Similarly, P. M."s parents raised questions as to the adequacy of his medical care in the community, especially during emergencies. It was found by the Hearing Master that the Paoli Hospital is no farther from the community residence than the Phoenixville Hospital, which services Pennhurst, is from Pennhurst and that a competent medical staff will be available to P. M. at his community residence. The Hearing Master found that the primary physician in the community who will be responsible for his medical care at the community residence is accomplished in the treatment of retarded patients.
Throughout his Report, the Hearing Master addresses the factual concerns of P. M."s parents and finds that the community living arrangement provided for P. M. is more beneficial to P. M."s habilitation than continued residence at Pennhurst. The Court adopts the factual findings of the Hearing Master. The Court has reviewed the record in this case and has determined that the evidence presented at the hearing supports all of the findings made by the Master.
At the hearing of February 12, 1982, counsel for the parents contended that the parents should have a veto over the determination made by the Hearing Master that programs which have been designed for P. M. in his community living arrangement will be more beneficial to his habilitation than the habilitation P. M. would receive if he remained at Pennhurst.

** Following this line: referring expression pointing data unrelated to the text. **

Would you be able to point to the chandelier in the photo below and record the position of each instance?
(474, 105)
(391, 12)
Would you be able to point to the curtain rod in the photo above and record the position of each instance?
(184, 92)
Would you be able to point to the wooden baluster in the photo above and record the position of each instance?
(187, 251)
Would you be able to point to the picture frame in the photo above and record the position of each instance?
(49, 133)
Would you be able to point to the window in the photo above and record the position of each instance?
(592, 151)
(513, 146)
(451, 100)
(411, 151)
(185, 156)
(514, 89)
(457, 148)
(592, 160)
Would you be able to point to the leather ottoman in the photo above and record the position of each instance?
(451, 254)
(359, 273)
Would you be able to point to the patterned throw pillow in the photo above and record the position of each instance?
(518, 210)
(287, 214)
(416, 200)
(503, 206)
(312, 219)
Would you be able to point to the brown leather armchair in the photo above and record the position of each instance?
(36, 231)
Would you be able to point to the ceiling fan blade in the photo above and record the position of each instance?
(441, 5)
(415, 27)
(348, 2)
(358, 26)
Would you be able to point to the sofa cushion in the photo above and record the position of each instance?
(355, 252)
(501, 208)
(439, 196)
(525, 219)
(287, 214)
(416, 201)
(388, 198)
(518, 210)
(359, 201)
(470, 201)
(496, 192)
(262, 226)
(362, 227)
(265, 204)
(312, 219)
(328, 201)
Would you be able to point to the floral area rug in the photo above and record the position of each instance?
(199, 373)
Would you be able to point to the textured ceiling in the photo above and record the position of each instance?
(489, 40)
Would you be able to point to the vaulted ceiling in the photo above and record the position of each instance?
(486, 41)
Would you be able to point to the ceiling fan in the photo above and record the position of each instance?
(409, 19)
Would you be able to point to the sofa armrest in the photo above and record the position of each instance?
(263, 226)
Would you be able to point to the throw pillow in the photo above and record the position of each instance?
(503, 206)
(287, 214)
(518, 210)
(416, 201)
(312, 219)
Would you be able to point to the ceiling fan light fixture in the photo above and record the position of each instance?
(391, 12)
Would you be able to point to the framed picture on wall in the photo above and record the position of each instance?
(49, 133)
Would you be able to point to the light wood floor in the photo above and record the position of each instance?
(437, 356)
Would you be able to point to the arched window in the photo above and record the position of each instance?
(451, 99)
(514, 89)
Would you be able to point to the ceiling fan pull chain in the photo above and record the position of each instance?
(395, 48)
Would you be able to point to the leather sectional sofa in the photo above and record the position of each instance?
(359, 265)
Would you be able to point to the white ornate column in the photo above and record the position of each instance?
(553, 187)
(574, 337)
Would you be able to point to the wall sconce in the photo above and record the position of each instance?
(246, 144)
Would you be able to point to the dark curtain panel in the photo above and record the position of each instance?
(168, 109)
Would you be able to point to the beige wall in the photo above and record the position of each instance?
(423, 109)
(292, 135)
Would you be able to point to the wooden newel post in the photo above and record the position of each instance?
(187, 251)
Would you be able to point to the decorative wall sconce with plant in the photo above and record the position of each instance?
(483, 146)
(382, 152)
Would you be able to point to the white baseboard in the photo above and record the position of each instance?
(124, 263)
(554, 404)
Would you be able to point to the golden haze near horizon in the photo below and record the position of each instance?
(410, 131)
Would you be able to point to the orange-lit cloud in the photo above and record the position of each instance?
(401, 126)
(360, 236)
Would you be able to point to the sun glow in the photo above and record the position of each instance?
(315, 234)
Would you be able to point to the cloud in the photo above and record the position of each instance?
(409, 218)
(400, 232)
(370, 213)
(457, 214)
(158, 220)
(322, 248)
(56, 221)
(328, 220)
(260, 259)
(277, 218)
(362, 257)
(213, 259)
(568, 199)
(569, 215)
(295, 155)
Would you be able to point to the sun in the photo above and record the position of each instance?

The law has long recognized that parents have rights concerning decisions which may affect their children. More than six years ago, this Judge observed:
The Supreme Court has repeatedly recognized and afforded great weight to the rights of parental control and custody of their children and has given due respect to the powerful role of the familial relationship in our democratic society. It is plain that the interest of family integrity and the interests of parents in the care, custody and nurture of their children come to the court with a momentum of respect.
[Parents'] interest in directing the upbringing of their children is cognizable and substantial. Those who nurture the child and direct his destiny have the right, coupled with the high duty, to recognize and prepare him for additional obligations. The parents' claim to authority in their own household to direct the rearing of their children has been termed "basic in the structure of our society."